Kampf gegen Covid

Mehr Freiheiten für Geimpfte und Genesene ab Sonntag

dpa, rö

Von dpa & Joachim Röderer

Fr, 07. Mai 2021 um 20:54 Uhr

Deutschland

"Die dritte Welle scheint gebrochen" – sagt jetzt auch Gesundheitsminister Spahn. Der Bundesrat stimmt der Aufhebung von Corona-Einschränkungen für Geimpfte und Genesene zu.

Für Millionen Menschen, die gegen das Coronavirus voll geimpft sind oder nach einer Infektion als genesen gelten, fallen ab Sonntag viele Alltagsbeschränkungen weg. Nach dem Bundestag stimmte der Bundesrat der Verordnung zu, die Grundrechtseinschränkungen für diese Gruppen aufhebt. Indes beschwert sich der Chef des Freiburger Zentralen Impfzentrums (ZIZ), weniger Vakzin geliefert zu bekommen. Es drohten Absagen gebuchter Termine für die Erstimpfung.

"Die dritte Welle scheint gebrochen." Jens Spahn
Zu den Lockerungen sagte Bundesjustizministerin Christine Lambrecht (SPD): "Das ist ein ganz wichtiger Schritt hin zu mehr Normalität." Sie erläuterte, Geimpfte und Genesene (deren Infektion nicht länger als ein halbes Jahr zurückliegt) bräuchten keinen negativen Test mehr, wenn sie einkaufen oder zum Friseur gehen. Sie könnten sich im privaten Rahmen ohne Einschränkungen treffen. Ausgangsbeschränkungen gelten für sie nicht mehr. "Wenn die Infektionszahlen weiter sinken, werden zügig weitere Schritte folgen", sagte Lambrecht. Auch Geimpfte und Genesene müssen aber wie alle anderen weiter Masken an manchen Orten tragen und Abstand halten. Den vollständigen Impfschutz haben gut 7,5 Millionen Menschen in Deutschland.
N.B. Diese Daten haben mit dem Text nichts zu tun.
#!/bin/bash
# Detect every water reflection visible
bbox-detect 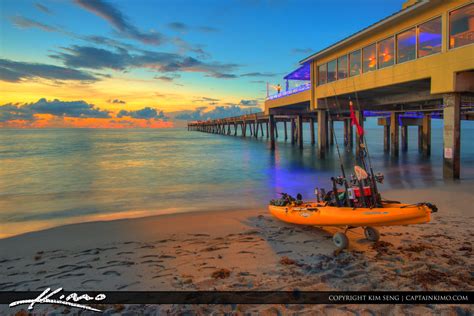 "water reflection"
[0,122,474,234]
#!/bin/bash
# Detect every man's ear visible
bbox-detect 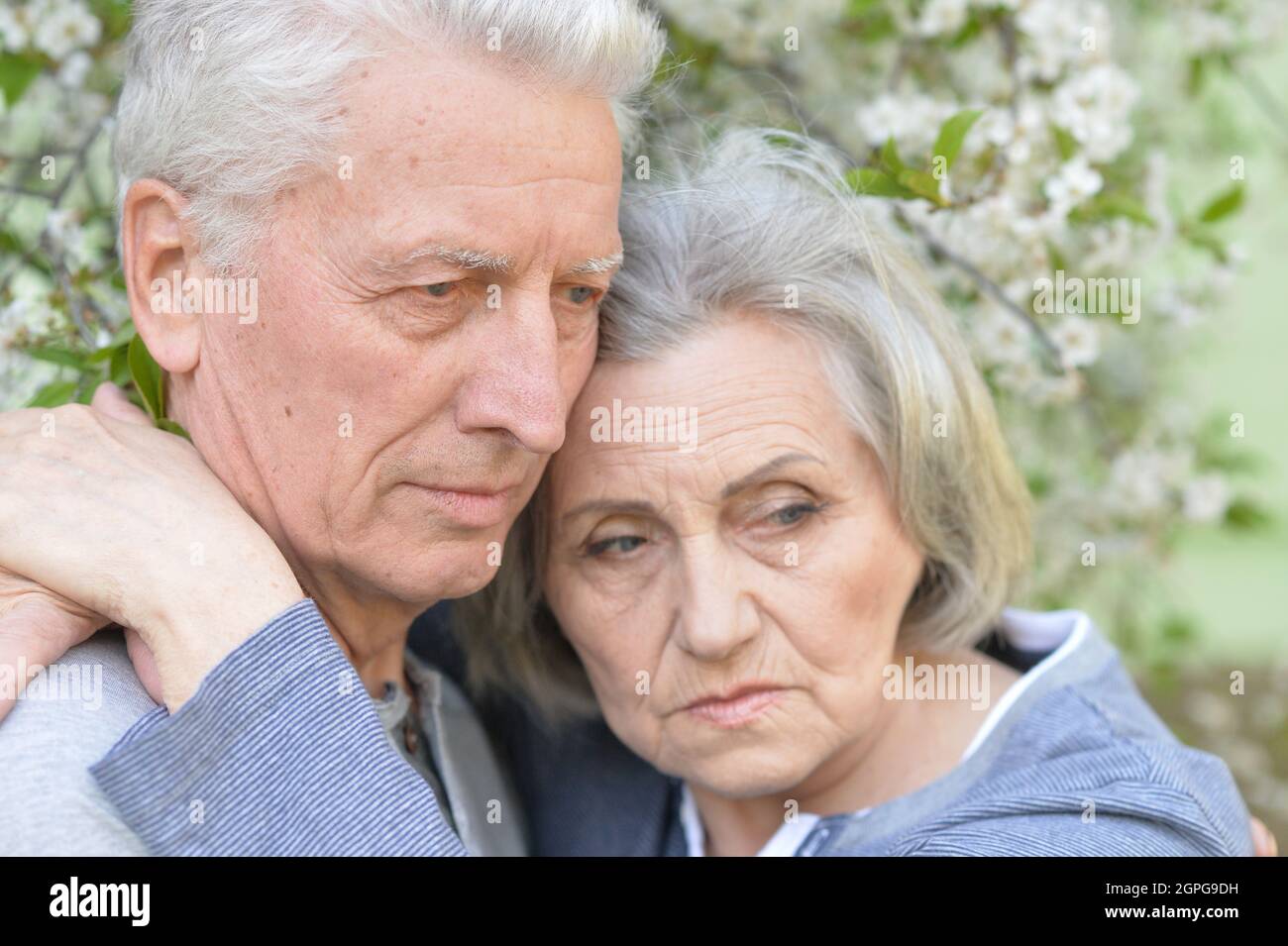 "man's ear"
[121,179,206,374]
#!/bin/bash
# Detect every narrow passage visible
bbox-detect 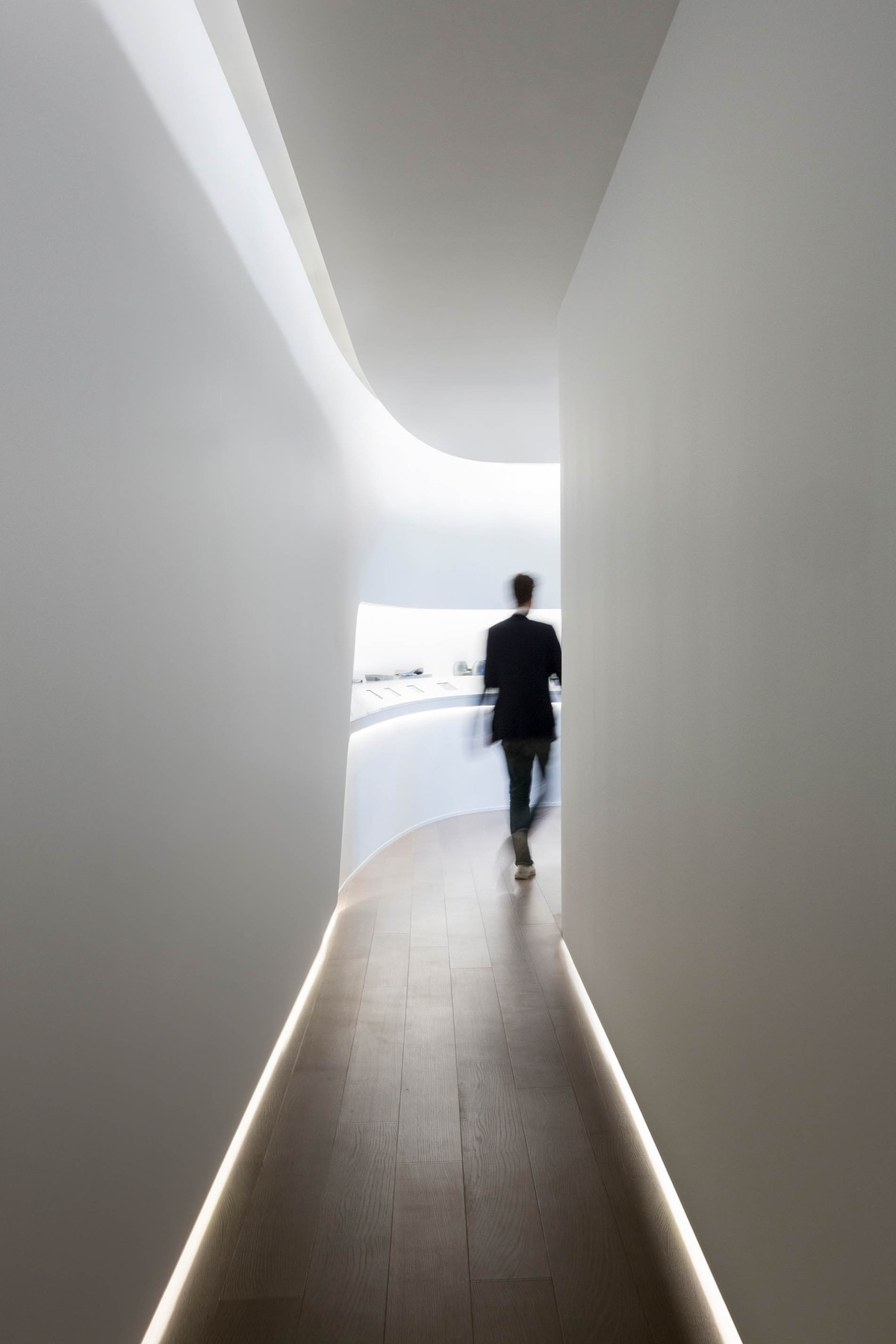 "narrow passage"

Laut dem Institut der deutschen Wirtschaft könnten die Lockerungen die Wirtschaft beleben. Allein von der Gruppe der Über-65-Jährigen würde ein monatlicher Konsumimpuls von vier Milliarden Euro ausgehen, wenn sie wieder so einkaufen und verreisen wie vor der Krise.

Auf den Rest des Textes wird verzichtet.